Отошла вбок задвижка на отдушине под крышей кареты, брата Ксавьера грубовато ткнули в спину ладонью.
— Не заснули? Может, я поводья приму?
— Благодарю, мессир д’Ортале, — отозвался доминиканец. — Плащ шерстяной, теплый. Как только устану, немедленно попрошу помочь.
— Дело ваше, святой брат…
Могучие фламандские тяжеловозы уверенно рысили по накатанной дороге. К первым проблескам рассвета дормез должен оказаться ввиду стен Лилля, или как называют город подданные графа Фландрии — Рэйсела. Королевство Франция останется позади — в непроглядном мраке ночи.
Колкие снежинки пощипывали лоб и забивались под капюшон рясы. В горле саднило, хотелось чихнуть. Глаза слезились.

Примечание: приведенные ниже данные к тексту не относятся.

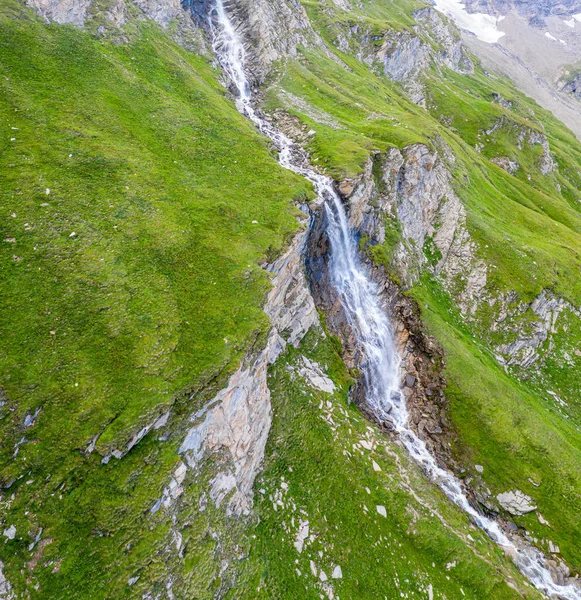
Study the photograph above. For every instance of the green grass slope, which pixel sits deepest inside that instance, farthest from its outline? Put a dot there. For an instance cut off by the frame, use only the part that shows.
(328, 468)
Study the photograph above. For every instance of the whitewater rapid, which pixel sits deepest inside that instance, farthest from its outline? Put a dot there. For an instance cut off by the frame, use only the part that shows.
(359, 297)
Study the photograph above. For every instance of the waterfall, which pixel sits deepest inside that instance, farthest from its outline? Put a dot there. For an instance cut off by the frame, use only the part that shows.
(359, 297)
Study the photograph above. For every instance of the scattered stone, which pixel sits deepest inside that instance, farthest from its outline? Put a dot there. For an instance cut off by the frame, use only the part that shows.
(313, 569)
(516, 503)
(314, 375)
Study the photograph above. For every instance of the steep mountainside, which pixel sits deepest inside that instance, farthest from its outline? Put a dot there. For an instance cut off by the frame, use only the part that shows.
(184, 402)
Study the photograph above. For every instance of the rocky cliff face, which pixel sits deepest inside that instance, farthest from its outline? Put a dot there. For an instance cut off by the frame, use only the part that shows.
(535, 10)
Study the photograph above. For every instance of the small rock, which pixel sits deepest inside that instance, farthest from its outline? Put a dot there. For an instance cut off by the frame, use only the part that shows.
(516, 503)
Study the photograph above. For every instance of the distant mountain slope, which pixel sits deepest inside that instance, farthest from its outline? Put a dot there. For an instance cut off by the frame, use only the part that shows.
(159, 278)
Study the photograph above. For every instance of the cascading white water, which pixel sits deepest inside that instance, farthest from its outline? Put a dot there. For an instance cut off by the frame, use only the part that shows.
(360, 299)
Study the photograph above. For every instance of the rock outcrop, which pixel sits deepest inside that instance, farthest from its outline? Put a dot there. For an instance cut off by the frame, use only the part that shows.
(516, 503)
(234, 426)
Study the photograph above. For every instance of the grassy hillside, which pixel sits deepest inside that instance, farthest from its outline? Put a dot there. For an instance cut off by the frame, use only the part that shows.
(137, 206)
(527, 227)
(328, 468)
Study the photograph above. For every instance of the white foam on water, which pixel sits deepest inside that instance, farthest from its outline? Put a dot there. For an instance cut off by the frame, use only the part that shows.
(360, 298)
(484, 27)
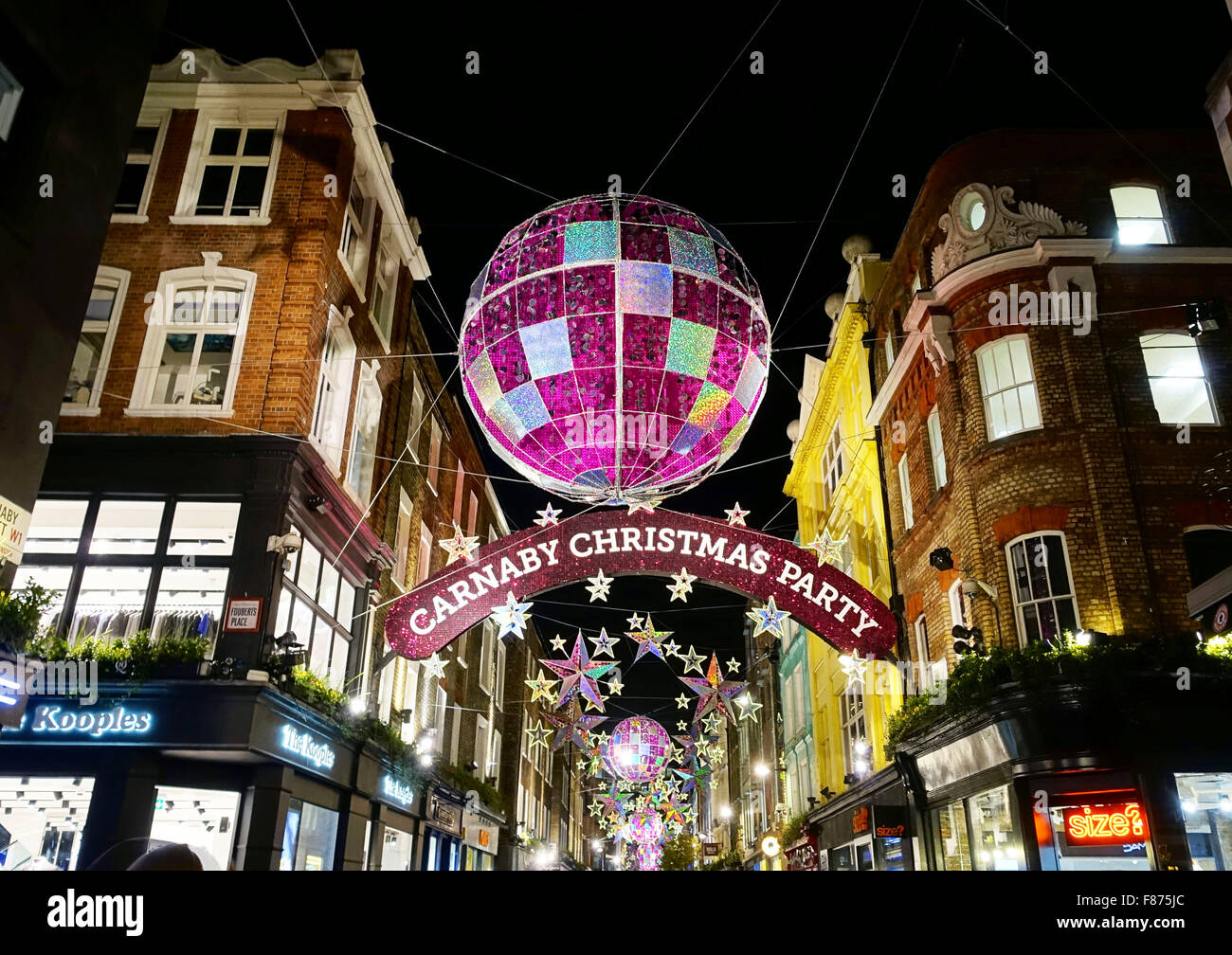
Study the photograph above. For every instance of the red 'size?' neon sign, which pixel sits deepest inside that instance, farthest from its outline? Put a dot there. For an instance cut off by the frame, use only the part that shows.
(1112, 824)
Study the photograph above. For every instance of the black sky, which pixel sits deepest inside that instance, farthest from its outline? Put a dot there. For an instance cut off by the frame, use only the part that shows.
(571, 94)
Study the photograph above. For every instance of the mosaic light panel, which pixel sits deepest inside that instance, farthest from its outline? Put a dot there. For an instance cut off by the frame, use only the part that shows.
(615, 349)
(639, 749)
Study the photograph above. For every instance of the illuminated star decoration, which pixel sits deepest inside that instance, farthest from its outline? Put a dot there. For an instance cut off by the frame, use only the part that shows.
(459, 546)
(579, 675)
(693, 660)
(512, 616)
(541, 688)
(604, 643)
(735, 516)
(767, 618)
(828, 549)
(714, 693)
(649, 640)
(538, 734)
(435, 667)
(854, 668)
(549, 516)
(682, 585)
(748, 709)
(599, 586)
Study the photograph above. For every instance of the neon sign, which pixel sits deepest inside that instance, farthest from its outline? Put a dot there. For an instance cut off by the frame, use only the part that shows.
(116, 721)
(303, 745)
(397, 791)
(1112, 824)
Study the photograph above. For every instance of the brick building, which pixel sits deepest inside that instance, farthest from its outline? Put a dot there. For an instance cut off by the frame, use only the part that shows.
(1060, 461)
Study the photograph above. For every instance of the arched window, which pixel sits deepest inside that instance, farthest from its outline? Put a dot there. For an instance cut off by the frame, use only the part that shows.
(1042, 586)
(195, 341)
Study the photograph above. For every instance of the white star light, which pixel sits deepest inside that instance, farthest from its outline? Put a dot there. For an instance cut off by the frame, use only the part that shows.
(510, 616)
(599, 586)
(682, 585)
(828, 549)
(435, 667)
(459, 546)
(693, 660)
(549, 516)
(604, 643)
(767, 618)
(735, 516)
(854, 668)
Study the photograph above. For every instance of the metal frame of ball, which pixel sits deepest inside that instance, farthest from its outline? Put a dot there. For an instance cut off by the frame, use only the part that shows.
(633, 493)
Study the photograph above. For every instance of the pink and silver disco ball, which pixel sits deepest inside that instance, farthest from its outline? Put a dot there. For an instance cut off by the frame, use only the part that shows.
(639, 749)
(615, 349)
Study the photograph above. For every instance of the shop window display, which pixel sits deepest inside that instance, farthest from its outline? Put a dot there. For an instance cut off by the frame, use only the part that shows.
(1206, 803)
(41, 822)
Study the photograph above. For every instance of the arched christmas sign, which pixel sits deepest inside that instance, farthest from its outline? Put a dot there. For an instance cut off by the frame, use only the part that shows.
(608, 544)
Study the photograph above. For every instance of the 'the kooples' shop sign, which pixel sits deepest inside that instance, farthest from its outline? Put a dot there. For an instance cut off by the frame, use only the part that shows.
(306, 746)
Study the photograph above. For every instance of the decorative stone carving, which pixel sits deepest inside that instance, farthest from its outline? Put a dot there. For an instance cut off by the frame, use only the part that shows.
(981, 221)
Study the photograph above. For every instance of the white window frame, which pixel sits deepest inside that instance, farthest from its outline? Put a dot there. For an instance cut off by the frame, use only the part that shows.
(1144, 345)
(148, 118)
(1015, 387)
(195, 167)
(1162, 218)
(116, 279)
(904, 492)
(1013, 591)
(9, 102)
(385, 279)
(337, 375)
(936, 446)
(368, 389)
(434, 458)
(160, 318)
(402, 540)
(833, 462)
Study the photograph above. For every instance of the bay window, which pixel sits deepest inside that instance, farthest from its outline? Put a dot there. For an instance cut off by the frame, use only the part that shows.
(84, 387)
(334, 389)
(365, 433)
(1006, 384)
(1042, 586)
(193, 341)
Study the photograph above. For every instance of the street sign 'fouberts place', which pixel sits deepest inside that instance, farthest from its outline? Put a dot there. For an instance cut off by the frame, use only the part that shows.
(536, 560)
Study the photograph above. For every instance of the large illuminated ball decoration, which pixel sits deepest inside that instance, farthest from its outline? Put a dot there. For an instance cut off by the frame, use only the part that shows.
(639, 749)
(615, 349)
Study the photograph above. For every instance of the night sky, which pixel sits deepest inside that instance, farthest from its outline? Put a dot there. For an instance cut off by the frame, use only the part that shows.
(568, 95)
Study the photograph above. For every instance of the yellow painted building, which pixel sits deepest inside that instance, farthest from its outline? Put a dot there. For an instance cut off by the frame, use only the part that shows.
(837, 484)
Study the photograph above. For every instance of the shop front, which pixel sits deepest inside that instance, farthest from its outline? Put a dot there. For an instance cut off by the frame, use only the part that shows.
(247, 778)
(442, 831)
(1063, 787)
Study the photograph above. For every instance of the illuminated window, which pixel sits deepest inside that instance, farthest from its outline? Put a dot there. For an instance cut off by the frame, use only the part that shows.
(1138, 216)
(1178, 384)
(1042, 586)
(1008, 386)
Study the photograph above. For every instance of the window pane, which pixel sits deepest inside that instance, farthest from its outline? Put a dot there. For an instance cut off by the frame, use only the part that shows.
(258, 142)
(110, 602)
(56, 527)
(204, 528)
(225, 142)
(132, 184)
(1136, 201)
(127, 527)
(249, 189)
(212, 197)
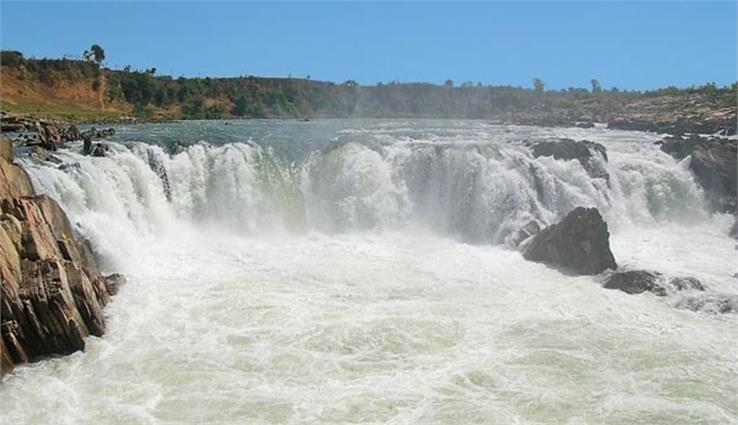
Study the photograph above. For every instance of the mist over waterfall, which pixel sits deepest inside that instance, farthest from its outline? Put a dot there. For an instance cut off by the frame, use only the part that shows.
(349, 271)
(477, 190)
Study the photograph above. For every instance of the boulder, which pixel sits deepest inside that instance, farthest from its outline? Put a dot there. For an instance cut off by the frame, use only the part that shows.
(584, 151)
(636, 282)
(113, 282)
(6, 149)
(14, 181)
(52, 294)
(714, 164)
(710, 303)
(639, 281)
(579, 242)
(525, 232)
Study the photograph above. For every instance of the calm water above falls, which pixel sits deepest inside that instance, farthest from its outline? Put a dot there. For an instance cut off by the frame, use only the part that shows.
(361, 272)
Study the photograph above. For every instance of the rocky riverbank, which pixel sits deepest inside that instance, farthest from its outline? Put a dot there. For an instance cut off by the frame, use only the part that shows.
(52, 291)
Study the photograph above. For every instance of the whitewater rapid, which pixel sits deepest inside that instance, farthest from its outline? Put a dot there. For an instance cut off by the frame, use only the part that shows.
(372, 279)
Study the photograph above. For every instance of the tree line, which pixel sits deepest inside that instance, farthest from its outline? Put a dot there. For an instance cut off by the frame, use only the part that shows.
(253, 97)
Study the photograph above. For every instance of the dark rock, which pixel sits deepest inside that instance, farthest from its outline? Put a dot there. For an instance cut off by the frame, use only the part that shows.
(681, 283)
(52, 294)
(44, 155)
(714, 162)
(639, 281)
(635, 282)
(113, 282)
(583, 151)
(579, 242)
(710, 303)
(525, 232)
(6, 149)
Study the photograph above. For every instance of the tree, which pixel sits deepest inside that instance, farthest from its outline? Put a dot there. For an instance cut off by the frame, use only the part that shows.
(538, 86)
(596, 88)
(240, 106)
(95, 54)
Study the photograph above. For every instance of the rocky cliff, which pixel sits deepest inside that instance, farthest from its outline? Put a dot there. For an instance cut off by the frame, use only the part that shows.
(52, 291)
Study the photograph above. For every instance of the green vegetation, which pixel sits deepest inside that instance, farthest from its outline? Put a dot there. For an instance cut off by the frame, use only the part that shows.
(250, 97)
(63, 111)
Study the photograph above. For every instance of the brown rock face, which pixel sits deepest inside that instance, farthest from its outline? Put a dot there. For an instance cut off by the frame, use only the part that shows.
(52, 293)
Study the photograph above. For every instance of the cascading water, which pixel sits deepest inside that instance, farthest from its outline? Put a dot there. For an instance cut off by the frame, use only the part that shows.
(370, 277)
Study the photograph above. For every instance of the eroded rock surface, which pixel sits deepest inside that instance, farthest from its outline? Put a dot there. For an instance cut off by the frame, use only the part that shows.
(52, 293)
(580, 242)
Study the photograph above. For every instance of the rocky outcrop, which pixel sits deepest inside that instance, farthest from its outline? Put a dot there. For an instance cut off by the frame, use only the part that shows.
(52, 293)
(714, 162)
(640, 281)
(584, 151)
(525, 232)
(580, 242)
(48, 134)
(635, 282)
(710, 303)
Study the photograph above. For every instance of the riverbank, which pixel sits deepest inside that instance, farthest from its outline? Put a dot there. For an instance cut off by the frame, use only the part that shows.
(52, 290)
(84, 92)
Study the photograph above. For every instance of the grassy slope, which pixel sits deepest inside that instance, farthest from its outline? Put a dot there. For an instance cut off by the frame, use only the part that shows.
(73, 100)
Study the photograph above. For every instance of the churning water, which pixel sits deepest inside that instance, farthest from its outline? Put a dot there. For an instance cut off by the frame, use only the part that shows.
(364, 272)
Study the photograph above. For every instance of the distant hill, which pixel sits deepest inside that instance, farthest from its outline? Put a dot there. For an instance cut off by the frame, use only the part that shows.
(83, 90)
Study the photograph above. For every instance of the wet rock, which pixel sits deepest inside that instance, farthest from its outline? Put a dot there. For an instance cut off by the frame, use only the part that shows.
(639, 281)
(635, 282)
(113, 282)
(44, 155)
(682, 283)
(100, 150)
(579, 242)
(525, 232)
(14, 181)
(6, 149)
(585, 152)
(714, 164)
(52, 294)
(710, 303)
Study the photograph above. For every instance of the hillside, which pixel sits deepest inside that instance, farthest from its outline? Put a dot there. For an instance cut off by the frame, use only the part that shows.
(83, 91)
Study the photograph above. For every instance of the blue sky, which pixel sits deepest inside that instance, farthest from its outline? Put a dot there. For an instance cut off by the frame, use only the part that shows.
(632, 45)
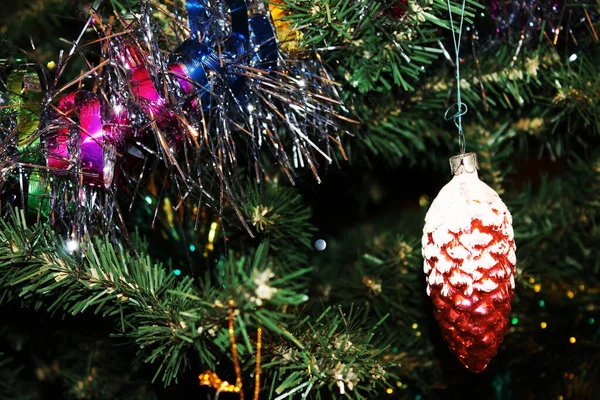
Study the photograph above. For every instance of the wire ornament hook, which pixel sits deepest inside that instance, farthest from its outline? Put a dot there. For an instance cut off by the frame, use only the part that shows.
(461, 108)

«Это обычная простуда, — уговаривал себя Ксавьер д‘Абарк. — Холод неимоверный, ветер. Застудился. Всего лишь простуда…»
* * *
— Вот и всё, мэтр, — брат Михаил насупившись посмотрел на труп Сигфруа де Лангра, завернутый в старую холстину. Сицилийцы должны были поднять тело наверх, вынести на улицу и оставить где–нибудь возле перекрестка. Даже если начнется расследование, установить причину смерти будет непросто: тонкий как игла четырехгранный мизерикорд Танкреда вошел точно в четвертое межреберье, поразив сердце и оставив на груди комтура едва заметный след с капелькой крови. — Формально дело можно считать завершенным, осталось дооформить бумаги в соответствии с требованиями папской канцелярии и передать документы в куриальный архив. Правда, заняться этим некому и нам серьезно влетит от кардинала Бофора.